L’Ascensione del Signore è anche il momento del mandato missionario che Gesù affida alla sua Chiesa. Don Icilio ha percorso l’Italia nelle missioni popolari promosse dalla Pro Civitate Christiana, evangelizzando vicini e lontani; innumerevoli sono i racconti che abbiamo ascoltato da lui delle sue avventure missionarie. Ha fatto proprie le istanze del Concilio per l’apertura al mondo, mantenendo sempre una limpida fedeltà alla tradizione.

Ha mantenuto fino alla fine questo senso profondo della Chiesa e un rispetto davvero sacro per essa. L’obbedienza a volte, come è normale che sia, gli è costata, ma il concetto di Chiesa che coltivava in sé, gli faceva mettere il servizio ad essa sempre e comunque molto al di sopra delle sue esigenze o aspettative umane. Sempre ti restituiva il senso soprannaturale della Chiesa, pur fatta di umanità spesso fragile. Quando è entrato in agonia (il Signore lo ha chiamato con dolcezza entro una settimana) ha iniziato a darmi del lei, e sul momento mi sono stupito, poi ho capito che era il suo bisogno di esprimere, negli ultimi respiri, quel rispetto che era diventato parte di lui, il rispetto per la madre santa che lo ha generato figlio e servo di Dio, in quel momento rappresentata dalla figura del vescovo, con una espressione di tale prostrazione interiore, di annichilimento e di venerazione davanti al mistero della Chiesa,  che diceva tutto quel che è stato don Icilio, la sua fotografia di uomo vissuto totalmente per essa.

Ciao don Icilio.

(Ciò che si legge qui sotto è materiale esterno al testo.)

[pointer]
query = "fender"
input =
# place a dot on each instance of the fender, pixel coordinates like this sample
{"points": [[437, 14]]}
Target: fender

Non ti nascondiamo che siamo tristi, ma di una tristezza buona perché viene dall’affetto per te. Siamo certi che la festa che si sta facendo per te in cielo non ti distrarrà da noi che continuiamo il nostro cammino terreno. In verità ciò che a noi sembra ci venga tolto è un altro dono che Dio mette da parte per noi in cielo ad aumentare il capitale di grazia che ci custodisce. Sono i servi fedeli che Egli ha chiamato a sé pur rimanendo sempre uniti a noi per la comunione dei santi, ma non più corruttibili, quindi anime sante garantite, fontane di grazia per il nostro cammino. Continua a stare con noi Icilio, prega per questa chiesa che hai amato e servito in terra e che ami e servi dal cielo. Amen. Alleluia.